The cost for the dog and his training continues, with 16 hours a month required for continued training – not mention dog food. Troy Police Chief Brad Parsons said he felt it was worth the investment, calling the K-9 a “force multiplier.”
“We can use a dog to initiate a track that would take a lot of manpower for us to put together,” Parsons said.
The location of Troy — and Madison County in general — also made it a priority, Parsons said. “We are in the middle of the country... everything travels through Madison County,” he said. “In addition to more safety in our schools, there’s a lot of transient traffic coming through the truck stops... It makes it easier for us to combat drugs coming into our community.”
Zak lives with Meier and his family, and the integration is going forward — slowly.
“I’ve been a dog person my whole life; I’ve always had dogs,” Meier said. “K-9s can be dog-aggressive, so it’s a slow process to get them together… we take them on walks together, and there’s been no aggression shown yet, so that’s a good thing.”
German shepherds are well-suited to K-9 work, Meier said: they have as many as 250 million olfactory sensors, whereas the average human has about 5 million.
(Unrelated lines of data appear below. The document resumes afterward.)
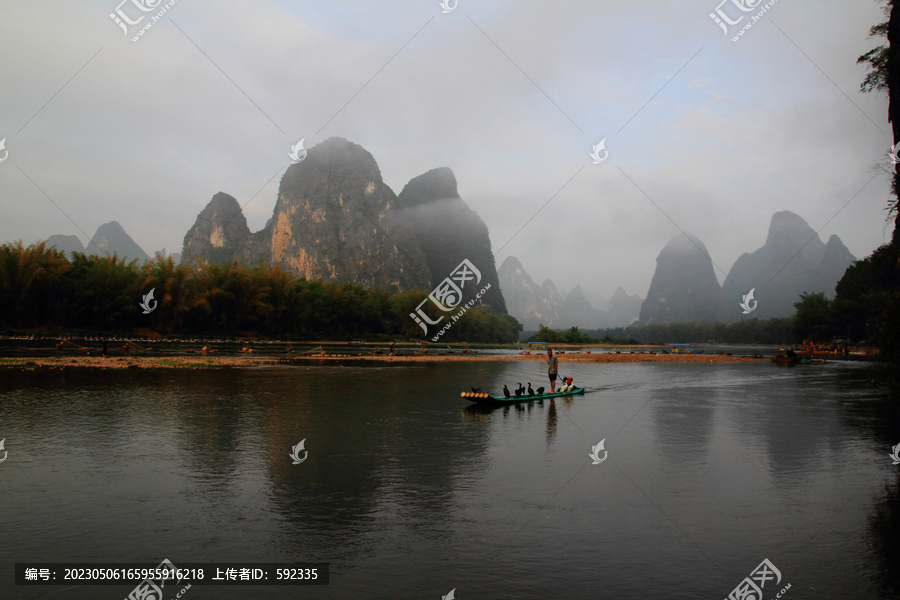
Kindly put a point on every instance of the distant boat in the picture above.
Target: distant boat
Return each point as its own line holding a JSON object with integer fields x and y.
{"x": 483, "y": 398}
{"x": 786, "y": 357}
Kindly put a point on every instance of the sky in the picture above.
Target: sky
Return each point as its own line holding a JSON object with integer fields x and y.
{"x": 704, "y": 135}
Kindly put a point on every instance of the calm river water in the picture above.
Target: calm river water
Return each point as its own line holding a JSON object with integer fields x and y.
{"x": 711, "y": 468}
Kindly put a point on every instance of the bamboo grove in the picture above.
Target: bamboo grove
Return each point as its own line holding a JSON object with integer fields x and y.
{"x": 41, "y": 289}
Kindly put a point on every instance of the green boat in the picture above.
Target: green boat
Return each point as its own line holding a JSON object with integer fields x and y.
{"x": 482, "y": 398}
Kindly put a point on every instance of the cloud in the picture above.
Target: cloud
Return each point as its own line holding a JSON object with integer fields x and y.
{"x": 510, "y": 95}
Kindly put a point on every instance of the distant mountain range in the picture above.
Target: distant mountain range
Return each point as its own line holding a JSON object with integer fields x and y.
{"x": 336, "y": 220}
{"x": 109, "y": 239}
{"x": 534, "y": 305}
{"x": 792, "y": 261}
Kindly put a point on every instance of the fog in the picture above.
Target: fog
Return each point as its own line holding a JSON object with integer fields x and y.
{"x": 705, "y": 135}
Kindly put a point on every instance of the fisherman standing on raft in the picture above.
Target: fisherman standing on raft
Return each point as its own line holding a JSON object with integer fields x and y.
{"x": 552, "y": 368}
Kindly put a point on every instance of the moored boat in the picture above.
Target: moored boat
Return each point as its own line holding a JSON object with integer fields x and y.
{"x": 786, "y": 357}
{"x": 484, "y": 398}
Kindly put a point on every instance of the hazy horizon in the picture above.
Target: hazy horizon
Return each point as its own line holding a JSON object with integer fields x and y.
{"x": 713, "y": 135}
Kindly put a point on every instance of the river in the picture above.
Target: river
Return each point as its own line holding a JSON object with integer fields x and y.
{"x": 709, "y": 470}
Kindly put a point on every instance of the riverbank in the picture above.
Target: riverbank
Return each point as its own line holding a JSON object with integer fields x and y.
{"x": 207, "y": 362}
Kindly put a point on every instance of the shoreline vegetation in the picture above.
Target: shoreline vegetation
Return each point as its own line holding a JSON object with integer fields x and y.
{"x": 205, "y": 362}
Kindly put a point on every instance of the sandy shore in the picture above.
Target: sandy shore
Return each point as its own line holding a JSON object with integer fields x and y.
{"x": 205, "y": 362}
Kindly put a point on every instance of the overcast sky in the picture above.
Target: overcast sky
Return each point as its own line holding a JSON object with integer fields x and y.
{"x": 704, "y": 134}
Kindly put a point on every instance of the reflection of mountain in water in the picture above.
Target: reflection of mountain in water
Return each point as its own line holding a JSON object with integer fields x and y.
{"x": 683, "y": 419}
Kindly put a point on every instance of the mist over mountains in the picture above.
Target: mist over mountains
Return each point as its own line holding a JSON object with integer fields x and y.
{"x": 109, "y": 239}
{"x": 336, "y": 220}
{"x": 792, "y": 261}
{"x": 534, "y": 305}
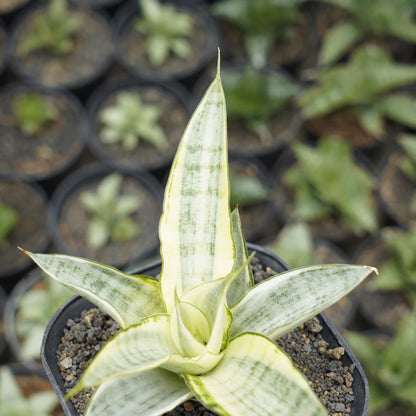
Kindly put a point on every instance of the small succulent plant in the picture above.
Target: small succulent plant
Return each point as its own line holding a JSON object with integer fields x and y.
{"x": 166, "y": 30}
{"x": 203, "y": 329}
{"x": 294, "y": 244}
{"x": 33, "y": 112}
{"x": 364, "y": 85}
{"x": 263, "y": 23}
{"x": 52, "y": 30}
{"x": 8, "y": 221}
{"x": 255, "y": 96}
{"x": 327, "y": 181}
{"x": 34, "y": 309}
{"x": 368, "y": 18}
{"x": 391, "y": 368}
{"x": 130, "y": 120}
{"x": 110, "y": 212}
{"x": 14, "y": 403}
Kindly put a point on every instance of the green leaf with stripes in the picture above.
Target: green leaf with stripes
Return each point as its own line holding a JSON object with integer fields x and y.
{"x": 195, "y": 227}
{"x": 281, "y": 303}
{"x": 151, "y": 393}
{"x": 126, "y": 298}
{"x": 245, "y": 279}
{"x": 255, "y": 378}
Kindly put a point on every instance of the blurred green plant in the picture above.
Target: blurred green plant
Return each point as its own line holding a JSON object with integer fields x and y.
{"x": 255, "y": 96}
{"x": 246, "y": 189}
{"x": 166, "y": 31}
{"x": 391, "y": 368}
{"x": 14, "y": 403}
{"x": 408, "y": 161}
{"x": 34, "y": 309}
{"x": 33, "y": 112}
{"x": 110, "y": 212}
{"x": 363, "y": 85}
{"x": 130, "y": 120}
{"x": 368, "y": 18}
{"x": 52, "y": 30}
{"x": 399, "y": 269}
{"x": 9, "y": 218}
{"x": 262, "y": 22}
{"x": 328, "y": 182}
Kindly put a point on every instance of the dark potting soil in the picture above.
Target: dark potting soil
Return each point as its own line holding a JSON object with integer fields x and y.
{"x": 84, "y": 336}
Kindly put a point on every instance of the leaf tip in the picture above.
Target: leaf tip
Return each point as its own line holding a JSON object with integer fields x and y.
{"x": 372, "y": 270}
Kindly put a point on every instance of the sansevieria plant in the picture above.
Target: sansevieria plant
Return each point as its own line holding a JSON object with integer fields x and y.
{"x": 203, "y": 330}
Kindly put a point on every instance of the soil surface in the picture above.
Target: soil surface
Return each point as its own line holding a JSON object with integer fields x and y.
{"x": 48, "y": 151}
{"x": 397, "y": 191}
{"x": 172, "y": 120}
{"x": 330, "y": 379}
{"x": 90, "y": 55}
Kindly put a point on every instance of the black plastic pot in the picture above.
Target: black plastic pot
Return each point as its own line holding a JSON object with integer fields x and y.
{"x": 78, "y": 69}
{"x": 67, "y": 220}
{"x": 173, "y": 101}
{"x": 137, "y": 64}
{"x": 49, "y": 153}
{"x": 74, "y": 306}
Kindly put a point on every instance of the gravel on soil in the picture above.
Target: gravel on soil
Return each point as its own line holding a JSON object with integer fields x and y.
{"x": 84, "y": 336}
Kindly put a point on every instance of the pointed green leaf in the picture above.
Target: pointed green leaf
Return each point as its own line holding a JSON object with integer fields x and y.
{"x": 283, "y": 302}
{"x": 195, "y": 227}
{"x": 255, "y": 378}
{"x": 137, "y": 349}
{"x": 151, "y": 393}
{"x": 245, "y": 279}
{"x": 126, "y": 298}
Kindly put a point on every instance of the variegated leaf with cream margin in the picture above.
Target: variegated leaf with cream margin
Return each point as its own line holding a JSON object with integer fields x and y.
{"x": 203, "y": 330}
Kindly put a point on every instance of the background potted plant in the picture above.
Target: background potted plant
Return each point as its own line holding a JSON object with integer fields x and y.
{"x": 314, "y": 189}
{"x": 398, "y": 179}
{"x": 33, "y": 398}
{"x": 367, "y": 20}
{"x": 20, "y": 222}
{"x": 165, "y": 40}
{"x": 352, "y": 100}
{"x": 57, "y": 45}
{"x": 105, "y": 214}
{"x": 250, "y": 31}
{"x": 29, "y": 307}
{"x": 198, "y": 333}
{"x": 43, "y": 131}
{"x": 137, "y": 124}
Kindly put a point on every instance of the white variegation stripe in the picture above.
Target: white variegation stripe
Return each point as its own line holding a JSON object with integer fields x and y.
{"x": 245, "y": 280}
{"x": 255, "y": 378}
{"x": 195, "y": 227}
{"x": 283, "y": 302}
{"x": 126, "y": 298}
{"x": 137, "y": 349}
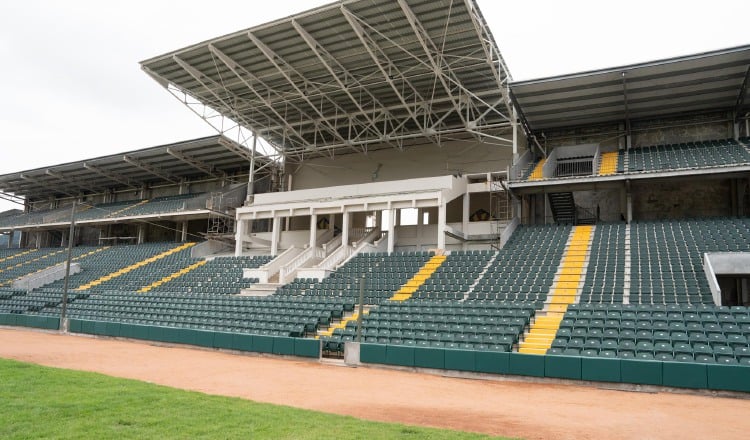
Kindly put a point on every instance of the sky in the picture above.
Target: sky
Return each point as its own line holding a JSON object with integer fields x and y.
{"x": 72, "y": 87}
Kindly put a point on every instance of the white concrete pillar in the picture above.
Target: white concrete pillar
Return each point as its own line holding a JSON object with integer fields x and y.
{"x": 275, "y": 234}
{"x": 465, "y": 218}
{"x": 629, "y": 203}
{"x": 391, "y": 230}
{"x": 239, "y": 234}
{"x": 313, "y": 230}
{"x": 441, "y": 226}
{"x": 346, "y": 223}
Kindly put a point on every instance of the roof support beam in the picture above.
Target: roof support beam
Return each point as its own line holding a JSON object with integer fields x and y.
{"x": 74, "y": 182}
{"x": 197, "y": 164}
{"x": 52, "y": 189}
{"x": 245, "y": 77}
{"x": 435, "y": 56}
{"x": 110, "y": 175}
{"x": 156, "y": 171}
{"x": 741, "y": 96}
{"x": 204, "y": 79}
{"x": 284, "y": 68}
{"x": 625, "y": 102}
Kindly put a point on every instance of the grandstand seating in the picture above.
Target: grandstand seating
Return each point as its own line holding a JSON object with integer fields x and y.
{"x": 714, "y": 153}
{"x": 525, "y": 268}
{"x": 161, "y": 205}
{"x": 221, "y": 275}
{"x": 452, "y": 280}
{"x": 605, "y": 278}
{"x": 473, "y": 325}
{"x": 680, "y": 332}
{"x": 609, "y": 163}
{"x": 128, "y": 208}
{"x": 667, "y": 257}
{"x": 265, "y": 316}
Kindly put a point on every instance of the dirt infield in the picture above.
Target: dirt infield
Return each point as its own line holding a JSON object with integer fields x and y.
{"x": 508, "y": 408}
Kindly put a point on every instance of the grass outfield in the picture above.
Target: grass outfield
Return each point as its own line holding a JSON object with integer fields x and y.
{"x": 43, "y": 402}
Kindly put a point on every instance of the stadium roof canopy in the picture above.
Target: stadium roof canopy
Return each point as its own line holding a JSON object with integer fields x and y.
{"x": 706, "y": 81}
{"x": 350, "y": 76}
{"x": 212, "y": 157}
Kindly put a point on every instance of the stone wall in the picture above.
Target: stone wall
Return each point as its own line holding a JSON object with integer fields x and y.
{"x": 672, "y": 200}
{"x": 685, "y": 129}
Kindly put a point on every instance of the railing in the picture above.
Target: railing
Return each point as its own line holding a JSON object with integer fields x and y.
{"x": 356, "y": 234}
{"x": 46, "y": 276}
{"x": 370, "y": 235}
{"x": 713, "y": 284}
{"x": 265, "y": 272}
{"x": 585, "y": 214}
{"x": 332, "y": 245}
{"x": 288, "y": 270}
{"x": 596, "y": 164}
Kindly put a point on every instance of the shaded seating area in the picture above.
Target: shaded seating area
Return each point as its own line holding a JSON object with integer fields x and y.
{"x": 471, "y": 325}
{"x": 605, "y": 277}
{"x": 706, "y": 154}
{"x": 679, "y": 332}
{"x": 667, "y": 257}
{"x": 384, "y": 275}
{"x": 525, "y": 268}
{"x": 264, "y": 316}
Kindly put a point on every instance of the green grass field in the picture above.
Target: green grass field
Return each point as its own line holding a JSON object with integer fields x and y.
{"x": 42, "y": 402}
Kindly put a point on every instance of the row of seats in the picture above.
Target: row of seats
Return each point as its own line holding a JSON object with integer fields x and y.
{"x": 668, "y": 157}
{"x": 667, "y": 257}
{"x": 127, "y": 208}
{"x": 268, "y": 316}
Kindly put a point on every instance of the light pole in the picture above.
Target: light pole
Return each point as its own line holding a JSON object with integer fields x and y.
{"x": 361, "y": 307}
{"x": 64, "y": 309}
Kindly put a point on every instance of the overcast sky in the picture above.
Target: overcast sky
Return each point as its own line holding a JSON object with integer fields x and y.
{"x": 73, "y": 89}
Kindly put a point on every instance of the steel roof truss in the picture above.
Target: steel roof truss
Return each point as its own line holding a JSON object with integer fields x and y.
{"x": 284, "y": 68}
{"x": 197, "y": 164}
{"x": 110, "y": 175}
{"x": 156, "y": 171}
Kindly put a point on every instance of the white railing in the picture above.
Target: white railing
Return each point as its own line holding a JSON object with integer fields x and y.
{"x": 508, "y": 231}
{"x": 332, "y": 245}
{"x": 265, "y": 272}
{"x": 340, "y": 254}
{"x": 287, "y": 272}
{"x": 713, "y": 284}
{"x": 46, "y": 276}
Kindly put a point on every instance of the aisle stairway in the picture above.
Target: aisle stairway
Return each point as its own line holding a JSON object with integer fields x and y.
{"x": 411, "y": 286}
{"x": 563, "y": 292}
{"x": 133, "y": 267}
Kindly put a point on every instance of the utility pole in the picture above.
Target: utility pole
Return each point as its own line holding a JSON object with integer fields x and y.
{"x": 361, "y": 307}
{"x": 64, "y": 309}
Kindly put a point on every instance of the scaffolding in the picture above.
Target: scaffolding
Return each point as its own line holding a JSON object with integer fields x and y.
{"x": 501, "y": 209}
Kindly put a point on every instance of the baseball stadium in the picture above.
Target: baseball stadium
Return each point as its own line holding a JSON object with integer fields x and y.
{"x": 387, "y": 226}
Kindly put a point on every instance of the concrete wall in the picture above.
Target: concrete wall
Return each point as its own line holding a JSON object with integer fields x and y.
{"x": 672, "y": 200}
{"x": 684, "y": 129}
{"x": 392, "y": 164}
{"x": 608, "y": 201}
{"x": 609, "y": 135}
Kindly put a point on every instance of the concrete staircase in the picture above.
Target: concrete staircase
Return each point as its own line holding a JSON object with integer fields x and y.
{"x": 565, "y": 290}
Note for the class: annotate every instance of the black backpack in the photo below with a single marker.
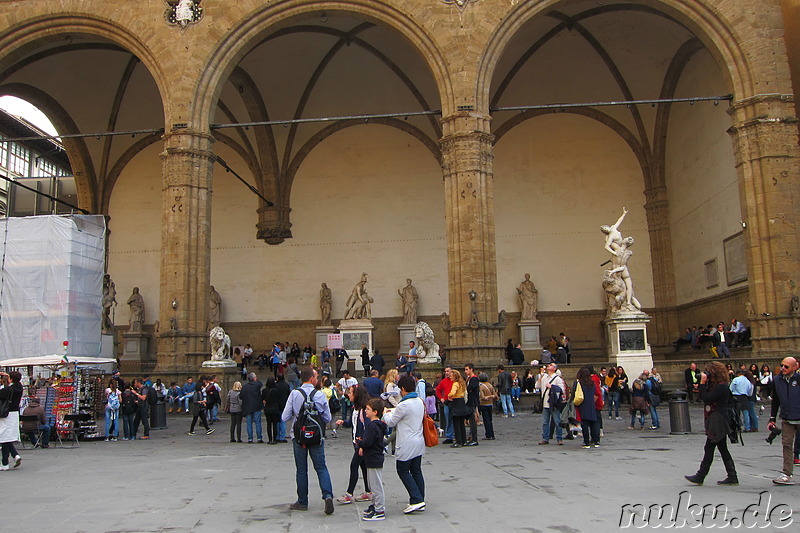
(128, 405)
(308, 425)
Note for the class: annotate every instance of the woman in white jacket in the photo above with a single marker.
(406, 418)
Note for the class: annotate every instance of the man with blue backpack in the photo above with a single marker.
(308, 411)
(553, 400)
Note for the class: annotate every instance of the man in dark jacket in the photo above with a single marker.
(283, 390)
(252, 406)
(786, 396)
(473, 401)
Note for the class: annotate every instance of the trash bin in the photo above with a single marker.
(158, 414)
(679, 423)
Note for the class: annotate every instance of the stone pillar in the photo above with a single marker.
(765, 136)
(665, 325)
(466, 147)
(185, 249)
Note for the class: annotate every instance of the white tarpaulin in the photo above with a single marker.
(51, 285)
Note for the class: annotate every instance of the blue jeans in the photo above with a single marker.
(410, 473)
(507, 404)
(654, 416)
(749, 417)
(547, 415)
(613, 403)
(449, 430)
(112, 416)
(254, 417)
(317, 454)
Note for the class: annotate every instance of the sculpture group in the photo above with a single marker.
(617, 282)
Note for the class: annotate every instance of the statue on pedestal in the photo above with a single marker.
(359, 304)
(427, 349)
(109, 300)
(410, 298)
(528, 299)
(617, 282)
(325, 301)
(214, 307)
(136, 304)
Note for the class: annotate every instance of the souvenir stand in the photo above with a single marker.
(79, 391)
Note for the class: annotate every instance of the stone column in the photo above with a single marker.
(185, 249)
(665, 323)
(765, 136)
(466, 147)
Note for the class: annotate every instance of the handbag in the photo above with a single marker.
(578, 394)
(429, 431)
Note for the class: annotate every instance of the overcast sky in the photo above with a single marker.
(23, 109)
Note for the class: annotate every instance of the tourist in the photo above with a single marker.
(473, 386)
(639, 402)
(297, 398)
(233, 406)
(442, 391)
(786, 398)
(11, 392)
(487, 398)
(113, 402)
(252, 406)
(459, 408)
(199, 410)
(586, 408)
(407, 421)
(358, 396)
(504, 388)
(553, 394)
(714, 392)
(370, 449)
(271, 396)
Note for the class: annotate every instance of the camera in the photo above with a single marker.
(774, 432)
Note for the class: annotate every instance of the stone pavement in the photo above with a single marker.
(174, 482)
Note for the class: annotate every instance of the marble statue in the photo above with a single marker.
(136, 304)
(427, 349)
(109, 300)
(325, 301)
(359, 304)
(410, 298)
(528, 299)
(619, 247)
(220, 344)
(214, 307)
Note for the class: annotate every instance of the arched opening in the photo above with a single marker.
(664, 162)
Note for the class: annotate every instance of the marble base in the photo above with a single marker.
(406, 336)
(627, 341)
(135, 346)
(529, 335)
(219, 363)
(321, 336)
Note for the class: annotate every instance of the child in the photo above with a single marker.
(371, 449)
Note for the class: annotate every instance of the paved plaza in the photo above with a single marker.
(175, 482)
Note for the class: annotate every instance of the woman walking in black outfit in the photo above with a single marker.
(715, 394)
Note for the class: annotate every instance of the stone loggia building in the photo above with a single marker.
(454, 184)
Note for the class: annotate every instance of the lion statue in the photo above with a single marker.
(220, 344)
(427, 349)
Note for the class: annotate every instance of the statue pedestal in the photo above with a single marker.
(219, 363)
(356, 332)
(627, 341)
(321, 335)
(406, 336)
(134, 346)
(529, 335)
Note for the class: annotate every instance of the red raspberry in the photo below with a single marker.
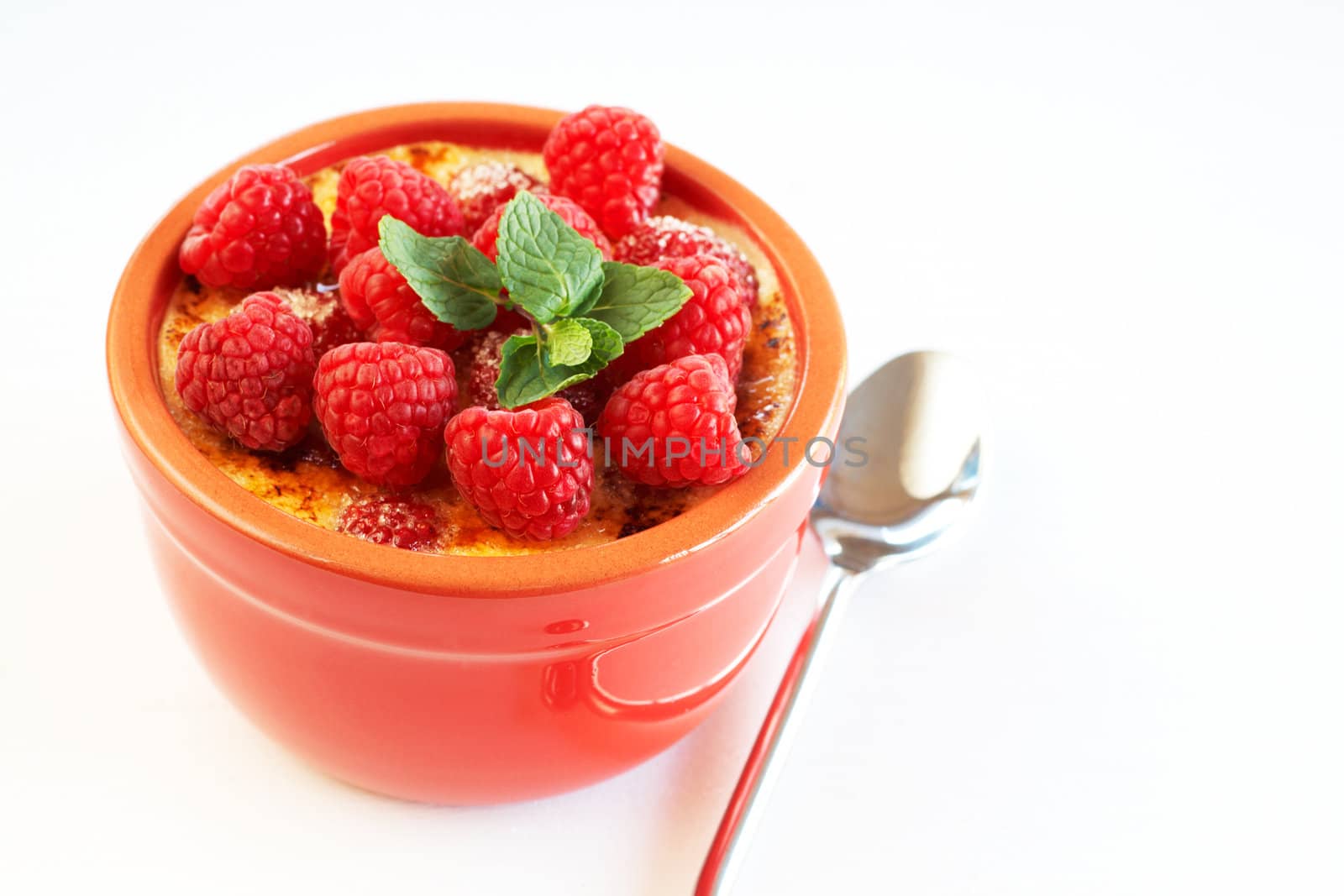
(250, 375)
(716, 318)
(609, 160)
(481, 188)
(569, 212)
(526, 472)
(674, 426)
(375, 186)
(483, 369)
(667, 237)
(261, 228)
(380, 300)
(382, 407)
(385, 520)
(324, 315)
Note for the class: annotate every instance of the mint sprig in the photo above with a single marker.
(546, 265)
(454, 278)
(584, 311)
(528, 375)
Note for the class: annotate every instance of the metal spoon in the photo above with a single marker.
(920, 422)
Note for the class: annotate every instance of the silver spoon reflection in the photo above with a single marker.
(920, 421)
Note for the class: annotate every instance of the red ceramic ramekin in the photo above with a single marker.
(470, 680)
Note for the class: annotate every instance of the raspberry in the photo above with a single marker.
(716, 318)
(380, 300)
(386, 520)
(382, 407)
(261, 228)
(609, 160)
(672, 426)
(250, 375)
(483, 369)
(526, 472)
(569, 212)
(375, 186)
(481, 188)
(667, 237)
(324, 315)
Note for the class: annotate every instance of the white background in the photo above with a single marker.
(1126, 679)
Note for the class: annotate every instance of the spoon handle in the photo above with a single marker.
(777, 731)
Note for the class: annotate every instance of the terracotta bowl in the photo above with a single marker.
(468, 680)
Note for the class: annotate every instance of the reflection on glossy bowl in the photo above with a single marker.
(470, 680)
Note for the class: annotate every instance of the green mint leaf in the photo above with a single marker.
(548, 266)
(635, 298)
(454, 278)
(528, 375)
(566, 342)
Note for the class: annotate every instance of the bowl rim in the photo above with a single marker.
(152, 271)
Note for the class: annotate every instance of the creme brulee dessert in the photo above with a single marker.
(304, 476)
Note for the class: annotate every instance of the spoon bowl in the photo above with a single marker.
(911, 434)
(911, 439)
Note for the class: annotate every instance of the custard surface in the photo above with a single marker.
(308, 481)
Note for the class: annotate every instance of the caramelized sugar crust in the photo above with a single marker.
(309, 483)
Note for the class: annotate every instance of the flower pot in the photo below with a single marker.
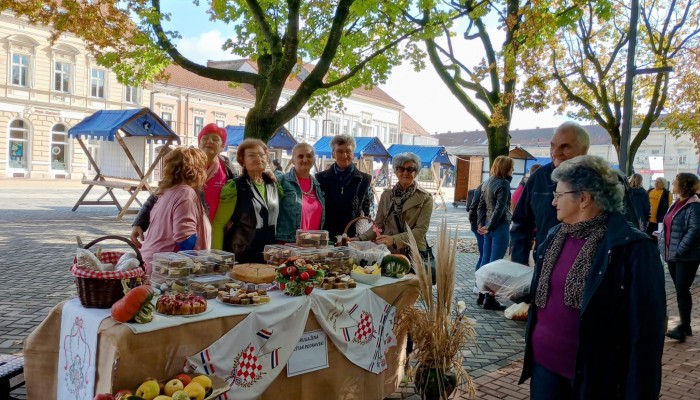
(435, 383)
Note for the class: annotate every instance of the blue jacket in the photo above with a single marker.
(622, 318)
(289, 219)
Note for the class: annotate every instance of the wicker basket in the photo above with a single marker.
(102, 289)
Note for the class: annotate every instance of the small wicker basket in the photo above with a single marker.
(103, 289)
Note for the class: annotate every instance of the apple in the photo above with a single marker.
(173, 386)
(123, 394)
(184, 378)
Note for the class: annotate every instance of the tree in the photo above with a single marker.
(588, 65)
(352, 43)
(490, 90)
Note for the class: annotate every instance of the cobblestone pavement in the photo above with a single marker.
(37, 243)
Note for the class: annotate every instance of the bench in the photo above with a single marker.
(11, 375)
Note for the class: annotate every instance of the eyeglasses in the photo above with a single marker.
(401, 170)
(559, 194)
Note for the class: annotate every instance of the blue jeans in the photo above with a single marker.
(495, 244)
(548, 385)
(480, 245)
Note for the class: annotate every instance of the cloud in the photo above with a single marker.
(205, 46)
German shepherds have a very high work drive, and more clarity than other breeds in seeking and finding drugs.
In fact, Zak had his first search just this week. Meier and Zak assisted Alton High School with a search of the lockers and cars, and found some cannabis pipes in a car.
But Zak’s training goes beyond his nose. He can actually apprehend a suspect — with his mouth. That can come in handy with a fleeing suspect, Meier said. “He can run about a hundred times faster than me,” he said. And if the suspect stops and gives up, he can give Zak the signal to stand down, so the suspect isn’t bitten.
Meier has been a police officer for 18 years, and was always fascinated by K-9 work, he said. “I’d seen them in the field working, and it captivated me at how incredible these dogs are and what they can do,” he said. Zak had a lot of training before he showed up, he said, and since Zak was originally from Holland, he responds to commands in Dutch. That is actually helpful, he said, so that he doesn’t confuse Zak when speaking to someone in English, and a savvy criminal can’t easily get Zak to stand down by barking commands at him.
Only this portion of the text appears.